Onsite Participants and Downwinders
The period covered by RECA for onsite participants and downwinders (January 21, 1951-October 31, 1958, and June 30-July 31, 1962) is the period of atmospheric testing of nuclear weapons at the NTS.
Radioactive material was also released from tests at the NTS other than the atmospheric tests. For instance, the underground Baneberry Test in 1970 inadvertently vented and was reported to have released 3.0 × 1015 Bq (80 kCi) of 131I (NCI, 1997). Releases from such tests were generally not as large as those from the atmospheric tests, and the tests were included in the 1997 NCI 131I study.
The committee recommends that the radiation doses and estimates of risks from the radioactive releases from all NTS nuclear weapons tests, including underground tests that resulted in atmospheric releases, be included in determining the PC/AS.
GROUPS AT RISK OF EXPOSURE OUTSIDE RECA’S TIME-SINCE-EXPOSURE INTERVALS
Several people testified to the committee that, in practice, the length of time spent in an affected area or since the first exposure is determined by date of birth and does not include the period in utero. This discrepancy means that some people are ineligible for RECA compensation because they do not meet the existing “time-since-exposure” criterion even though they were in utero and their pregnant mothers were in the area and at risk for exposure during the testing period.
In Chapter 6, the committee has recommended that a PC/AS-based process be used to determine the eligibility of compensation claims for people exposed to radiation in fallout. The PC/AS is determined from an estimate of the radiation dose that a person has received, and this dose must include any dose received in utero. In addition, determining PC/AS will take into account latency periods of each cancer type. Consequently, the committee’s recommendation already considers in utero exposures in determining eligibility.
OTHER ISSUES OF PUBLIC CONCERN REGARDING ELIGIBILITY FOR COMPENSATION
As pointed in Chapter 1, we heard an argument from the Navajo Nation that miners can use affidavits under some circumstances to establish employment history but that millers and ore transporters cannot. People are concerned about their failed attempts at using affidavits in establishing proofs of eligibility. The
Department of Justice confirms that uranium-mining employment history may be substantiated by affidavit under certain circumstances, but the use of affidavits to establish employment as a miller or ore transporter is not allowed (Federal Register, Vol 69, No. 56, pgs. 13630-1). The committee could find no relevant difference to warrant that restriction on the use of affidavits and believes that it creates an unjustified inequity. This is not, strictly speaking, a scientific matter. The Congress may wish to consider re-examining the restriction and allow millers and ore transporters to submit affidavits as proof of employment.
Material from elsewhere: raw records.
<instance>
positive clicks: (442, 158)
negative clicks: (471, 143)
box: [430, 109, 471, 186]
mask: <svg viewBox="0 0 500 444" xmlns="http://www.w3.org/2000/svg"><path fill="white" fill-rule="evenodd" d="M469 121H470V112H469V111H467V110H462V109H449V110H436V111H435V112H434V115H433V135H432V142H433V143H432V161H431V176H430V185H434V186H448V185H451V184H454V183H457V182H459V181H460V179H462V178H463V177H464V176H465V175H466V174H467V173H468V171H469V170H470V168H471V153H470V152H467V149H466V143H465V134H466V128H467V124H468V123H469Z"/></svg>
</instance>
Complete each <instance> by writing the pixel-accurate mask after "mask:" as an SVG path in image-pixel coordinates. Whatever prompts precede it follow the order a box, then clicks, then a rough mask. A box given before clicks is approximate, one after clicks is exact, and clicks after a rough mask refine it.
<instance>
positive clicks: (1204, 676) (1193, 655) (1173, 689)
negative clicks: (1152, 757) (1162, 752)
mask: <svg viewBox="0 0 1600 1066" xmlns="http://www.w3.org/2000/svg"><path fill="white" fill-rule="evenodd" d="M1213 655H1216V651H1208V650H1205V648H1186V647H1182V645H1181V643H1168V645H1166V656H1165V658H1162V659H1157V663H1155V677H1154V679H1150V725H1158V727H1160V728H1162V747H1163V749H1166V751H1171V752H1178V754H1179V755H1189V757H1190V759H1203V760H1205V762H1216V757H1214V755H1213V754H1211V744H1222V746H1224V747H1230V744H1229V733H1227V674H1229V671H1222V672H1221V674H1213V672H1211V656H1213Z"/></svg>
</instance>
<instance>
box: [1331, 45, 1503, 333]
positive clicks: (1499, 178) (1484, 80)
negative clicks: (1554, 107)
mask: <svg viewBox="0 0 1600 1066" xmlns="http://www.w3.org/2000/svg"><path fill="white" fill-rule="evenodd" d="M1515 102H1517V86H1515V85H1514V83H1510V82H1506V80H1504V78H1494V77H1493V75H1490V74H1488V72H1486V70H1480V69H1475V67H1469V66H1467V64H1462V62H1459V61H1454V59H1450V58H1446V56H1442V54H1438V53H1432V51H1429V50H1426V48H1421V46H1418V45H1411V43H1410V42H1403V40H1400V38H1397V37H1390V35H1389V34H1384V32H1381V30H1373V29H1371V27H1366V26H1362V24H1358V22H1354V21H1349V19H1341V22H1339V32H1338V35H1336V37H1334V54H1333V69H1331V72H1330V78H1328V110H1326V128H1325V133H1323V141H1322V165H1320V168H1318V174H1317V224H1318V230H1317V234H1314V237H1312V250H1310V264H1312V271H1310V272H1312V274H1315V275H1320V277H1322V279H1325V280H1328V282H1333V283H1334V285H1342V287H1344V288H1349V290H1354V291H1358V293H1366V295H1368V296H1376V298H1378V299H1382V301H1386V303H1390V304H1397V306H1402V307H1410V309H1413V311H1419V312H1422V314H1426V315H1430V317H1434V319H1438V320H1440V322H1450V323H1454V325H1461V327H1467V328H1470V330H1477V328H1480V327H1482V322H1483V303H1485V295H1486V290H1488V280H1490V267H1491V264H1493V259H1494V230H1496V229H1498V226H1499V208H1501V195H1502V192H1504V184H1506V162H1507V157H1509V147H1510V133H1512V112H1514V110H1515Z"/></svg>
Likewise, we heard argument from the Navajo Nation that an affidavit should be allowed as proof of presence or residence for downwinder claimants. The Department of Justice confirmed that an affidavit is not allowed as proof of presence for Native American downwinder claimants, although they are allowed to use them to establish employment (responses from the Department of Justice to the committee’s questions, March 16, 2004). Members of the Native American community did not have the proofs of presence—such as utility bills, telephone bills, and mailing addresses—that were available to those living off reservations. The Department of Justice works as well as it is able within the current law to help such people. The committee finds a relevant difference between the Native American’s ability to establish residence and that expected of the non-Native American population. To achieve equity of treatment regarding the processing of claims, the committee believes that Native Americans should be allowed to submit affidavits as proof of residency. The Congress may wish to consider re-evaluating this restriction.